Entomopatojen funguslar zararlılarla
mücadelede kullanılan biyolojik etmenler arasında önde gelmektedir. Bugüne kadar
laboratuvarımızda yürütülen çalışmalarda çeşitli böcek ve toprak örneklerinden
çok sayıda entomopatojenik fungus izolasyonu gerçekleştirilmiş ve bunların ayrıntılı
karakterizasyonları yapılmıştır. Ayrıca,
bu izolatların çeşitli zararlılar
üzerinde oldukça yüksek öldürücü etkilere sahip oldukları belirlenmiştir. Entomopatojenik funguslar, tarım zararlıları
ile
mücadelede kullanım kolaylığı ve etkinliği yönünden oldukça avantajlı biyolojik
mücadele etmenleridir.
Önerilen bu projenin amacı, Karadeniz Teknik
Üniversitesi, Fen Fakültesi Biyoloji Bölümü, Mikrobiyoloji Laboratuvarında
yapılan daha önceki çalışmalarda yerel kaynaklardan elde edilen, detaylı olarak
tanımlanan ve zararlılar üzerinde yüksek insektisidal etki gösteren, Beauveria ve Metarhizium cinslerine ait entomopatojen fungus suşlarından, R. simulans’a karşı mikoinsektisit
potansiyeline sahip olanların belirlenmesi ve en yüksek etkiye sahip suştan prototip
mikoinsektisit geliştirilmesidir. Bu doğrultuda 8 adet entomopatojen fungusun R. simulans üzerindeki patojenite
testleri (1x107spor/ml) yapılacaktır. Bu testler sonucunda zararlı
üzerinde en yüksek öldürücü etkiye sahip her iki cinsten iki suşun zararlı üzerindeki
doz (1 x 105-9 spor/ml) denemeleri yapılacaktır. Çalışmalar sonucunda en etkili suştan
yağ-bazlı formülasyon geliştirilerek,
formülasyonun zararlı üzerindeki testleri laboratuvar ve alanda gerçekleştirilecektir.
Bu proje sonucunda,
R. simulans üzerinde çalışma
yapılmamış önemi iki fungal cins olan Beuaveria
ve Metarhizium’un birinden zararlının
biyolojik mücadelesinde kullanılabilecek bir prototip mikoinsektisit dünyada
ilk kez geliştirilmiş olacaktır. Arıca, yağ-bazlı
bir prototipmikoinsektisit ülkemizde de ilk kez üretilecektir.

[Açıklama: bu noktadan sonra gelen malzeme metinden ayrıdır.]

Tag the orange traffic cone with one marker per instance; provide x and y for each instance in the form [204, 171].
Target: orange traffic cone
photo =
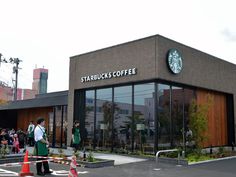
[73, 172]
[25, 171]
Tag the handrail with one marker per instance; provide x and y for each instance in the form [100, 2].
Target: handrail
[167, 150]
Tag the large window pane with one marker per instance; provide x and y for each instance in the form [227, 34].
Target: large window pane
[189, 96]
[177, 116]
[122, 117]
[89, 118]
[163, 124]
[104, 114]
[144, 117]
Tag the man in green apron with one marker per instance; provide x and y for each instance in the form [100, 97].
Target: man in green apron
[41, 146]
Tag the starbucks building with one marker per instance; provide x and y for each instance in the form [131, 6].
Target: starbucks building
[137, 95]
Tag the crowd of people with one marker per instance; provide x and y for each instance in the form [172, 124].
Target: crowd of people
[16, 139]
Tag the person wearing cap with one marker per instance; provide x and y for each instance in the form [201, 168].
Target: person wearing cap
[30, 132]
[41, 146]
[76, 136]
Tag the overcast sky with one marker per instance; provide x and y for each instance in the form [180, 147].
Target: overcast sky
[47, 32]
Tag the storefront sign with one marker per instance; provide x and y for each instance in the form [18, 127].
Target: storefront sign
[109, 75]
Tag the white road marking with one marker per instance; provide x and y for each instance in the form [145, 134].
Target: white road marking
[156, 169]
[7, 173]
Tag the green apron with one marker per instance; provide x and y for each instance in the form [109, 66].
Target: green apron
[76, 136]
[42, 149]
[31, 134]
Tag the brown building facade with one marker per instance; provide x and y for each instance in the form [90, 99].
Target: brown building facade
[137, 95]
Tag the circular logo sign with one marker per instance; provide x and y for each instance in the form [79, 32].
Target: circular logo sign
[174, 61]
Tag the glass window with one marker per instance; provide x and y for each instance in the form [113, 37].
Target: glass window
[143, 120]
[58, 125]
[163, 124]
[89, 119]
[189, 96]
[122, 117]
[104, 118]
[64, 128]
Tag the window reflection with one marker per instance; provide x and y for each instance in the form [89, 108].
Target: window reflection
[177, 116]
[164, 125]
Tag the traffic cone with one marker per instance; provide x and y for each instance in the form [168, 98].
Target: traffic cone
[25, 171]
[73, 171]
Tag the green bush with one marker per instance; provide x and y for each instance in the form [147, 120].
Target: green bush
[90, 157]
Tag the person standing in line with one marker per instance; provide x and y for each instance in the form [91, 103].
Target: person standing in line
[30, 132]
[41, 146]
[76, 136]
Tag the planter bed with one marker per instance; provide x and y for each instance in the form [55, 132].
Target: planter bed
[98, 163]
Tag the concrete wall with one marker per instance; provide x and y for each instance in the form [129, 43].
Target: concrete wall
[199, 69]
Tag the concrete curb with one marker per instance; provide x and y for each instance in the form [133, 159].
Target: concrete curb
[213, 160]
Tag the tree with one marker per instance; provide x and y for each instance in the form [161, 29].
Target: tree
[3, 102]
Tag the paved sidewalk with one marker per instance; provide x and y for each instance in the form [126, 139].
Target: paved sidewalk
[119, 159]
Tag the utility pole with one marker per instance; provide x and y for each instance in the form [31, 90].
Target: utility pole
[15, 61]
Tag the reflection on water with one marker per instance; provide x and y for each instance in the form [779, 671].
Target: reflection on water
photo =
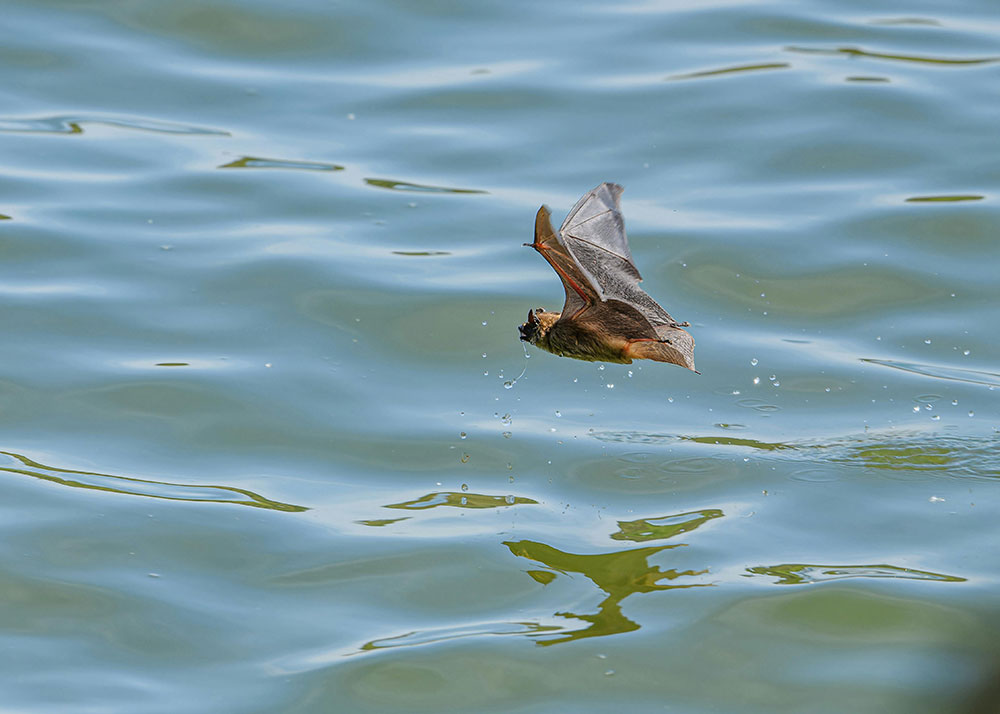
[731, 70]
[460, 499]
[74, 125]
[426, 637]
[802, 573]
[957, 374]
[665, 527]
[141, 487]
[619, 574]
[256, 162]
[856, 52]
[416, 187]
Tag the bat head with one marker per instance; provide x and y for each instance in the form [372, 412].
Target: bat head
[537, 326]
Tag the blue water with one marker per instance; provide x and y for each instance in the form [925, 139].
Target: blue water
[268, 438]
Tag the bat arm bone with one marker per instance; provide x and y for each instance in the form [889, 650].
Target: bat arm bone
[562, 274]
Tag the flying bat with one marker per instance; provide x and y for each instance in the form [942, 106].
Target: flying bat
[607, 317]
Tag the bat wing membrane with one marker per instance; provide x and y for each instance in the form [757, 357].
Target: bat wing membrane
[594, 235]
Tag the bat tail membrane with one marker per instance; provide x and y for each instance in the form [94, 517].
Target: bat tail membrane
[679, 348]
[544, 233]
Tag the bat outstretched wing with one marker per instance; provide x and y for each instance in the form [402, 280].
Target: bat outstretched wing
[592, 258]
[594, 235]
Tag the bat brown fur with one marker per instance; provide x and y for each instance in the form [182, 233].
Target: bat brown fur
[607, 317]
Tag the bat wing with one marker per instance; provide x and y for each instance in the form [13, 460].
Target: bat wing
[594, 235]
[580, 292]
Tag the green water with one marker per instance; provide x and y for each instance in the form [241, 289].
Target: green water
[269, 441]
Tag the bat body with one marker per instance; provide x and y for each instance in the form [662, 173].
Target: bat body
[607, 317]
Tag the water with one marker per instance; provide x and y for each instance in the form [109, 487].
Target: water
[266, 440]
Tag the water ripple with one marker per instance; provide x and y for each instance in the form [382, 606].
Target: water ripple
[920, 59]
[956, 374]
[803, 573]
[257, 162]
[127, 485]
[731, 70]
[416, 187]
[73, 124]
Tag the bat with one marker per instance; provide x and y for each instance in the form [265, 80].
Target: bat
[607, 317]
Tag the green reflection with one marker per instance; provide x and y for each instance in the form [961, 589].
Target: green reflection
[944, 199]
[256, 162]
[730, 441]
[803, 573]
[664, 527]
[731, 70]
[421, 188]
[379, 522]
[73, 125]
[144, 487]
[856, 52]
[619, 574]
[460, 499]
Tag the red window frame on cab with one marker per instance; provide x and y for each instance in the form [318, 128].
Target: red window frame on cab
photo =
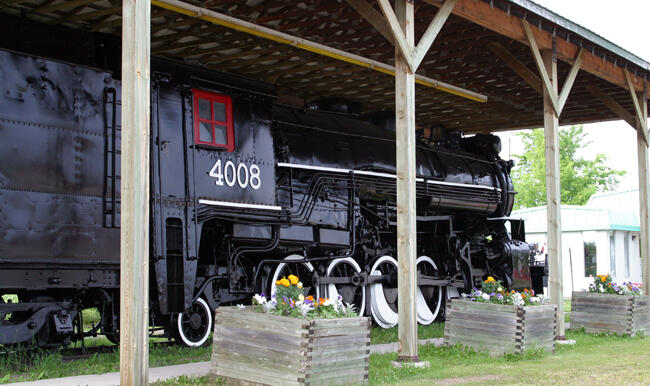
[228, 123]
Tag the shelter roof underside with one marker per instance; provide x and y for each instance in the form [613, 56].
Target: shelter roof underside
[463, 55]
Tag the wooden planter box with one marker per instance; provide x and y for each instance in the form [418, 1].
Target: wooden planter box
[624, 315]
[276, 350]
[498, 328]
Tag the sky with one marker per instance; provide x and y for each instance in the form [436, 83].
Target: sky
[623, 23]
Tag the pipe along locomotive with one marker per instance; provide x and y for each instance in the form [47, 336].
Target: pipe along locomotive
[244, 190]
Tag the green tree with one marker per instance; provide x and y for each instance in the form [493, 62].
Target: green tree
[579, 177]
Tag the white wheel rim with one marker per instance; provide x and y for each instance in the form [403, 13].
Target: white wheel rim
[332, 292]
[278, 269]
[207, 331]
[425, 314]
[382, 313]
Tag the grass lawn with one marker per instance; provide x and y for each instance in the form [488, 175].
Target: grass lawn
[388, 335]
[42, 365]
[598, 359]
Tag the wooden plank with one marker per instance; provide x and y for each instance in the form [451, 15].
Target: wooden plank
[493, 18]
[517, 66]
[399, 32]
[549, 88]
[269, 337]
[553, 219]
[373, 17]
[568, 82]
[134, 222]
[431, 33]
[234, 369]
[332, 368]
[488, 316]
[341, 322]
[406, 185]
[457, 304]
[338, 340]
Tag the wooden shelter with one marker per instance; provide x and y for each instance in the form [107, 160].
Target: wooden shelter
[470, 65]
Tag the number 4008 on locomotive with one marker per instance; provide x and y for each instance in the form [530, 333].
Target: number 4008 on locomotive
[244, 190]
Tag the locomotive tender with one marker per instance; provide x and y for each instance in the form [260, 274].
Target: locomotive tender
[244, 190]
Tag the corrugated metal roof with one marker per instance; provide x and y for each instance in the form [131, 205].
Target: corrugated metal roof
[581, 31]
[604, 211]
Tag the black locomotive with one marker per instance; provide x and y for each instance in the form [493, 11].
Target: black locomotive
[244, 190]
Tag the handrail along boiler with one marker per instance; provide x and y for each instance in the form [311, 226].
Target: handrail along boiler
[244, 190]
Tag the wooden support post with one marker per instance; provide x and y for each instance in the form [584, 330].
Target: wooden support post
[642, 146]
[134, 232]
[553, 223]
[406, 222]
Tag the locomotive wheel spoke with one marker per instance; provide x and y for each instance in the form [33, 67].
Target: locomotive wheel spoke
[350, 293]
[193, 327]
[383, 305]
[429, 298]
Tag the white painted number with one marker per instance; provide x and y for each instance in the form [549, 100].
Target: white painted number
[242, 183]
[230, 165]
[216, 173]
[256, 182]
[241, 174]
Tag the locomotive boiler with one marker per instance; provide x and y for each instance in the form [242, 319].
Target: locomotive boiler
[244, 190]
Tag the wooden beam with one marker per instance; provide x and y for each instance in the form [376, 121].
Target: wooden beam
[405, 48]
[612, 105]
[497, 20]
[517, 66]
[541, 67]
[134, 224]
[373, 17]
[644, 185]
[568, 82]
[553, 210]
[635, 100]
[307, 45]
[432, 32]
[406, 188]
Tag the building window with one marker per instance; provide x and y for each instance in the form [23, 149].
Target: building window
[213, 122]
[612, 254]
[590, 258]
[627, 254]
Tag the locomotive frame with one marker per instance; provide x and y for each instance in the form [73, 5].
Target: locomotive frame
[217, 235]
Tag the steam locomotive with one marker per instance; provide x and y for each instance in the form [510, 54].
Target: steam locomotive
[244, 190]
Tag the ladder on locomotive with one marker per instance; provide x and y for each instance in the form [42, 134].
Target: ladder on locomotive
[112, 159]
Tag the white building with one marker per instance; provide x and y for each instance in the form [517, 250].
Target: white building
[601, 237]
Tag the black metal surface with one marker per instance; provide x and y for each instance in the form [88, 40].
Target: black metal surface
[325, 189]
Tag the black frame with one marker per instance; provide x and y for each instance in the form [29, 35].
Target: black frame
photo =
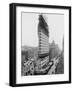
[12, 64]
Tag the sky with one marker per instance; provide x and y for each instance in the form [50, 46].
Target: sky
[30, 28]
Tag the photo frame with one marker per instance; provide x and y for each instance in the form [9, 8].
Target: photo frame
[40, 44]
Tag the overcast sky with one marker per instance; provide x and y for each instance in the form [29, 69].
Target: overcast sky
[30, 28]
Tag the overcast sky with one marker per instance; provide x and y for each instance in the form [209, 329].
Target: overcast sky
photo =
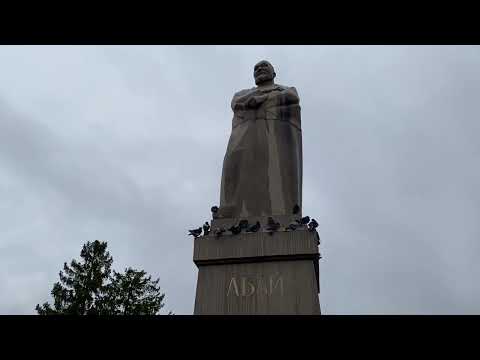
[125, 144]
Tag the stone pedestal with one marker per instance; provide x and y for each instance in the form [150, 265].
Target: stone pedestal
[258, 273]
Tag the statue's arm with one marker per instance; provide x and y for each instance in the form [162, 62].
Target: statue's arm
[289, 96]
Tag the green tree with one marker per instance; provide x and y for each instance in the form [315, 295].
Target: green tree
[89, 287]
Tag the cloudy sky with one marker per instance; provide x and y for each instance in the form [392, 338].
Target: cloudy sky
[125, 144]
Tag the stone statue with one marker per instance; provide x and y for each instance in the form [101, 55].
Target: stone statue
[262, 168]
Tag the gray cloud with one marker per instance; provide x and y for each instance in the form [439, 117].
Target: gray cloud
[126, 144]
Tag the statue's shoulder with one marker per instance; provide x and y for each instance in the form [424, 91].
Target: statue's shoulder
[285, 88]
[244, 92]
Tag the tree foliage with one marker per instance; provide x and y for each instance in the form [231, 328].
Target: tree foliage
[90, 287]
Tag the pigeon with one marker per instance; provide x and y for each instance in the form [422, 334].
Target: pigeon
[303, 221]
[195, 232]
[219, 231]
[254, 228]
[292, 227]
[206, 228]
[235, 229]
[312, 225]
[243, 224]
[272, 225]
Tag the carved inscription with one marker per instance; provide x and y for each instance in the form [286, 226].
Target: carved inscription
[249, 285]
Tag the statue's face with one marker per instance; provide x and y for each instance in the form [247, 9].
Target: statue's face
[263, 71]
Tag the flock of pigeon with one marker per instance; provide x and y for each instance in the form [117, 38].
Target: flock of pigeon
[244, 226]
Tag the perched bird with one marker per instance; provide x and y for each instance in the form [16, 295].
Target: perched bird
[235, 229]
[272, 225]
[255, 227]
[195, 232]
[312, 225]
[219, 231]
[243, 224]
[291, 226]
[303, 221]
[206, 228]
[296, 209]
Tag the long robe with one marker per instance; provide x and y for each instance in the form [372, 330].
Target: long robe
[262, 168]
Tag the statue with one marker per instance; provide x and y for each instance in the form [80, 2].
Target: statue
[262, 168]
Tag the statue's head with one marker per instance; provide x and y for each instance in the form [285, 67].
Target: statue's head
[263, 72]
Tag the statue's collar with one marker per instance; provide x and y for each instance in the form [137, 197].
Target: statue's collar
[270, 88]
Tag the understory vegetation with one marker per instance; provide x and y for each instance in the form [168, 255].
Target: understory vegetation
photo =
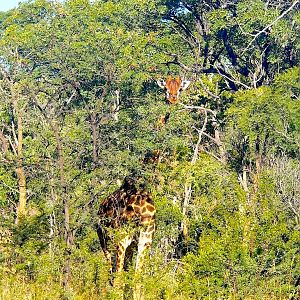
[80, 109]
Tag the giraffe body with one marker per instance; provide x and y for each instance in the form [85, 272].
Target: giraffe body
[133, 212]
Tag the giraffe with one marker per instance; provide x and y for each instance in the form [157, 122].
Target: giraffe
[174, 87]
[133, 211]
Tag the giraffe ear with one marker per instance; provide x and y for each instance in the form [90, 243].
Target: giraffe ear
[185, 84]
[161, 83]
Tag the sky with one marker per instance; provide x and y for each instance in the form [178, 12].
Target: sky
[5, 5]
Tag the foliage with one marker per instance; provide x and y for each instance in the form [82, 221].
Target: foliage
[77, 87]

Geliştirilecek mikoinsektisidin orta ve büyük
ölçekte üretilerek ülke genelinde kullanıma alınması, Doğu Karadeniz Bölgesinde
yetiştirilmekte olan başta çay olmak üzere diğer mahsullerdeki zararlılarla
organik mücadele yolları yaygınlaştırılmış ve yerel kaynaklarla zararlılarla
mücadele uygulamaları başlanmış olacaktır.
Bunun bölge ve ülke ekonomisi özerinde de etkisi yüksek olacaktır.